Rebecca, 14, and Chris, 16, who have skated well all season, were
originally the only couple to qualify for the primary dance
championship because of the change this year to the New Judging
System which brought with it new standards to pass the competitive
tests needed to compete at British championships. It showed the
couple’s enormous sportsmanship that, after they had won the last
event when skaters could qualify, they asked NISA if a rival couple
from Streatham could be allowed to compete. NISA subsequently
decided to have “an invitational aspect” to this year’s event. While
acknowledging that the British Championships should “always remain
an elite competition and therefore entrance should be of a standard
that warrants entry and also adds something to the level of
competition”, it agreed that some who had failed to reach the
qualifying standard could be allowed to enter.
It meant the Bracknell duo had a couple to compete against and they
beat the opposition in both the compulsory dances and the free
dance.
“They skated well and it was a convincing win,” said David Phillips
who coaches the couple at Bracknell with his wife Lucine
Chakmakjian. The couple are also coached at Slough. Because there
are no age limits on the lower dance championships, it is not a
foregone conclusion that Rebecca and Chris will move up to junior
level next season.
“They may do another international competition in the new year
before they decide.
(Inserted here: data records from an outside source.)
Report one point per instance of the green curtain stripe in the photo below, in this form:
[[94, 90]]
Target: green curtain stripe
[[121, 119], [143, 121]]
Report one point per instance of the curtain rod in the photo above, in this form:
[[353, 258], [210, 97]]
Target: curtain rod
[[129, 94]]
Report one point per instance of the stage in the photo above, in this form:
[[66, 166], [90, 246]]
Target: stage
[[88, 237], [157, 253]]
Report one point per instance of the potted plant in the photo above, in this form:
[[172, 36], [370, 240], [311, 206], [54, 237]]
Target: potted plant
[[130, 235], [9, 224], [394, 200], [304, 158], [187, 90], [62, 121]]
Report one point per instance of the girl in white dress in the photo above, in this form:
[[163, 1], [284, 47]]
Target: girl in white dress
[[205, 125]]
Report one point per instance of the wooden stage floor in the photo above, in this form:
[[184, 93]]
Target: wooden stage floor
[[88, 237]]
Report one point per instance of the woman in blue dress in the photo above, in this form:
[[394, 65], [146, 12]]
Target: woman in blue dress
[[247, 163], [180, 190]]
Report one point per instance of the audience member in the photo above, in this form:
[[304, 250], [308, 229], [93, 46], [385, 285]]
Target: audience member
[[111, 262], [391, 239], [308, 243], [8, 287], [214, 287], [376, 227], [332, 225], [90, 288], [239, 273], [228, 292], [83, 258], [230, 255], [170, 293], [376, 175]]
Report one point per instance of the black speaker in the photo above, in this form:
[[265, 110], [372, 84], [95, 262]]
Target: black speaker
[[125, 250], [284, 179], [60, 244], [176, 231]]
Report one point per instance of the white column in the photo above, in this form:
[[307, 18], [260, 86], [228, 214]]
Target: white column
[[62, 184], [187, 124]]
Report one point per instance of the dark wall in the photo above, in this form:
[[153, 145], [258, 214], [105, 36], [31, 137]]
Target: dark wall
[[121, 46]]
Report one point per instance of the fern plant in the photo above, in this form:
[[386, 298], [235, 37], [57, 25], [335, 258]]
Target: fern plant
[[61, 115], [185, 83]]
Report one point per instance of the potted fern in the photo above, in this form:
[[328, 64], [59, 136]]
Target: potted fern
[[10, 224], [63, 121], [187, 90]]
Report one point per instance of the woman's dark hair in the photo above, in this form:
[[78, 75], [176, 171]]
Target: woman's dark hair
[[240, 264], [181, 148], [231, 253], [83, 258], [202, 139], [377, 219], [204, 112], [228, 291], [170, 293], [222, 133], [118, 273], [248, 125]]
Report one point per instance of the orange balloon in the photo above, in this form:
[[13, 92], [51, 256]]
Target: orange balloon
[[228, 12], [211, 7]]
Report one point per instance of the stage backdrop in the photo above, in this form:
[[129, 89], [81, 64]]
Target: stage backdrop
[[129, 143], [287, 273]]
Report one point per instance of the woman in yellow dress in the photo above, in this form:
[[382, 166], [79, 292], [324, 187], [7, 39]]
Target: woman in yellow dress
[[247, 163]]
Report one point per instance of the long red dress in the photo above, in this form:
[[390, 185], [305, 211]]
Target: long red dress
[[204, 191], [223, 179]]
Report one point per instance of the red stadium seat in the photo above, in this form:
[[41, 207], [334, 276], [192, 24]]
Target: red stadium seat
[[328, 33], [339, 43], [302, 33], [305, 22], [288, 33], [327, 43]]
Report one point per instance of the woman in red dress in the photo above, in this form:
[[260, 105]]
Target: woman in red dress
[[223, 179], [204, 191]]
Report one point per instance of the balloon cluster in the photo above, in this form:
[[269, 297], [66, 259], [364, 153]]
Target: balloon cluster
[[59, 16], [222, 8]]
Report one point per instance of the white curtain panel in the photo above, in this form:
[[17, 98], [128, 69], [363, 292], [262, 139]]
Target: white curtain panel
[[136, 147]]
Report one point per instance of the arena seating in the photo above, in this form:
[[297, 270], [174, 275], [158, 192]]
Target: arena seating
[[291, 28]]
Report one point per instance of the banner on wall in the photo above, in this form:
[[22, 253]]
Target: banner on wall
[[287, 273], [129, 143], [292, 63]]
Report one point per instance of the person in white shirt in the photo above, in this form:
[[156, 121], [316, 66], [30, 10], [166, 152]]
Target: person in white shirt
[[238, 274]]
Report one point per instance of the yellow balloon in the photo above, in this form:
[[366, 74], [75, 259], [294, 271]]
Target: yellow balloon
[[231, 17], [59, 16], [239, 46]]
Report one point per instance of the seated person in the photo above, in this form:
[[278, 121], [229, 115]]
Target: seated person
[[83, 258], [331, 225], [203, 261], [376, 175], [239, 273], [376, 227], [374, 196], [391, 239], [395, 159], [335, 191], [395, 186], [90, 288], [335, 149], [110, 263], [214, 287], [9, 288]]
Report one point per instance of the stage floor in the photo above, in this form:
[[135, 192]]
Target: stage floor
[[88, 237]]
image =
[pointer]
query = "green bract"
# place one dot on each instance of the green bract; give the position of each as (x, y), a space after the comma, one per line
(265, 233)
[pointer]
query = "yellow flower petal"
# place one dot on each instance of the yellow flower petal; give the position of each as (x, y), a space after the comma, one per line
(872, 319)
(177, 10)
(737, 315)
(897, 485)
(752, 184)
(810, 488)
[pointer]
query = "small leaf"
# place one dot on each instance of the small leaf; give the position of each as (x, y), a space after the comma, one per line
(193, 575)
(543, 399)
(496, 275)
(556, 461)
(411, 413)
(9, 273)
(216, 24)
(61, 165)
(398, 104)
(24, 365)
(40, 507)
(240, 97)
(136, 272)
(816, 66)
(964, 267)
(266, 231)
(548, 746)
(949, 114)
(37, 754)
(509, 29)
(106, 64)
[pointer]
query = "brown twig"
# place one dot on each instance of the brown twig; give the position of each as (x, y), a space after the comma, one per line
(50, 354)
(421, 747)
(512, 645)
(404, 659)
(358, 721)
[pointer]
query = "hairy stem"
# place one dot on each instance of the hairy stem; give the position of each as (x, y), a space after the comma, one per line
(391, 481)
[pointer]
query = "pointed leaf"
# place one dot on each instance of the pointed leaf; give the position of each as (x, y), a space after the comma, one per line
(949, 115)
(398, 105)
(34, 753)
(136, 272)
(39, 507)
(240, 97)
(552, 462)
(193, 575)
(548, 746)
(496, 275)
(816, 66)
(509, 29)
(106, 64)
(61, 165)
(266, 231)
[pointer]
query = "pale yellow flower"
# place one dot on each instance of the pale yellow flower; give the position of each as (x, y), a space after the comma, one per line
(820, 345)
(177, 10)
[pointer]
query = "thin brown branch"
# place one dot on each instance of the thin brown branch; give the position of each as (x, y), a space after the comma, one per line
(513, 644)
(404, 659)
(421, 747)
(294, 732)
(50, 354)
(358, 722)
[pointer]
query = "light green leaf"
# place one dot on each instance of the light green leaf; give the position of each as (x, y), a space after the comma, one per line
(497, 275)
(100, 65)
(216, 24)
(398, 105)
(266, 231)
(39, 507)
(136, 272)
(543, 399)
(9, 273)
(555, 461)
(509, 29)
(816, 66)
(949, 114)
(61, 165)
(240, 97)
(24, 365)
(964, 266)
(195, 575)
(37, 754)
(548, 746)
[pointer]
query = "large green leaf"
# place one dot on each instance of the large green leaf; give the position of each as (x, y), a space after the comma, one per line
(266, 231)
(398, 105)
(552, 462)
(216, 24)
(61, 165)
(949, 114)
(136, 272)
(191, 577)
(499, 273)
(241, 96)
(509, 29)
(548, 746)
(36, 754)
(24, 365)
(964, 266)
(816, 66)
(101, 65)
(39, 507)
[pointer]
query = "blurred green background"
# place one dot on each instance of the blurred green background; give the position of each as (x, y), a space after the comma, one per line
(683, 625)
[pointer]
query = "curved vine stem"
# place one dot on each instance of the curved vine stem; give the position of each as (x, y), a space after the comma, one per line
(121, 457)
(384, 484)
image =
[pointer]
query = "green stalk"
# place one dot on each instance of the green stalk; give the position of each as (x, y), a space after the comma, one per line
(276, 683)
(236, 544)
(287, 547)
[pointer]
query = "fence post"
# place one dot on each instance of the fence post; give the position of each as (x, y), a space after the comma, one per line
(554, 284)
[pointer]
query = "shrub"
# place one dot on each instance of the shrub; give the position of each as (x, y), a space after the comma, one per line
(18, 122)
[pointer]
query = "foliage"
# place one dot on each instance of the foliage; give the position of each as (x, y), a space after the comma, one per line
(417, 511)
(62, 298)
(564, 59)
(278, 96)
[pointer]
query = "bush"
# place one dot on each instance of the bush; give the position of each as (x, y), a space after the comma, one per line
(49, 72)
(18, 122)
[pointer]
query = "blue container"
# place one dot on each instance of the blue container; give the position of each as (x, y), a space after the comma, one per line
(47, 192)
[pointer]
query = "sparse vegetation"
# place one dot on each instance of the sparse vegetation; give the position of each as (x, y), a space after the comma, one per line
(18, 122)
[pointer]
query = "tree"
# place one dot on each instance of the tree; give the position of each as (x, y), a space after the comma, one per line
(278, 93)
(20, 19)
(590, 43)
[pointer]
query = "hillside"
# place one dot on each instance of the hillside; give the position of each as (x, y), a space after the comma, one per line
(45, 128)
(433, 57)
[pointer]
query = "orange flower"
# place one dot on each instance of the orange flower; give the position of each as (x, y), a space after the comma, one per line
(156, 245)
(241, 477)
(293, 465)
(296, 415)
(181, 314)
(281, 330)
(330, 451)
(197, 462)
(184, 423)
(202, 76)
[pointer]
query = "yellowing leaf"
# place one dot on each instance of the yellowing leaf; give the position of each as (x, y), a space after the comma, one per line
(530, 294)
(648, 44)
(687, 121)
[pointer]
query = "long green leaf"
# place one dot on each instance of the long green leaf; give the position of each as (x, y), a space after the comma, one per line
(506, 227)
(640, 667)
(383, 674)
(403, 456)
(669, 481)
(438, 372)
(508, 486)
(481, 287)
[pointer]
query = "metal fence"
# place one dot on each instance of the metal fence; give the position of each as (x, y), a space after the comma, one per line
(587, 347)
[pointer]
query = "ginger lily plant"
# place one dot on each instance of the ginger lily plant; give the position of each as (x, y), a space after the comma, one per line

We will take advice from NISA about whether it
feels they should move up and we have to look at the pass mark for
the junior test and whether they feel confident they will pass,”
David said. Rebecca and Chris were selected for the British
Development Squad after they won the novice dance title early in
2004. But they failed to get re-selected when they finished 6th in
last year’s primary championship even though they came 5th and 4th
among big fields in two non-ISU internationals this year.
For Simon, 18, the championship was just as much about proving
himself to NISA and getting back into the British squad as it was
about winning.
He knew after the Scottish Championships in October, when he won
bronze, that he had a good chance of winning because he was able to
do more triple jumps than his rivals. In fact when it came to the
British he found that the other juniors could only do half the
triples while he could do a triple axel (3.5 revolutions) and is
consolidating a quadruple jump which he did in the official
practices although not in the competition. He was also the only
skater in the entire event to land a triple-triple combination in
the short programme – the best the others did was a triple-double.
Although he skated well in the short technical programme – he
finished just half a mark behind David Richardson who had won the
Scottish Championship - he did not do so well in the long programme.
But it was good enough to keep him in second place, ahead of the
skater who had come second in Scotland.
“Of course my coach (Jon Bonny) and I are disappointed I didn’t win
but I did prove that I should be taken seriously by NISA. Everyone –
competitors, spectators, coaches and judges – was commenting on my
jumps and I have also shown that I will be a serious competitor next
year when I move up to senior level,” Simon said.
Simon was selected for the development squad when he came 5th in the
novice championship in spring 2001 but lost his place after a broken
ankle stopped him competing in the primary championships in December
that year and he came 6th the following year.
Although Yuen Tung Chiu, 12, did not win a medal, she still beat 18
competitors to come 5th in the primary ladies’ short and long
programmes, and 5th overall - five places higher than last year. She
looks set to keep her place in the squad especially after she came
4th out of 21 in an international in Finland early this year and won
bronze in an ISU international in Zagreb, Croatia, a week before the
championship.
* It was also a good championship for three former BISC members who
now train full-time at iceSheffield. Kira Geil and Andrew Smykowski
won bronze in senior dance while John Horne and his new partner
Rowan Musson won bronze in junior dance.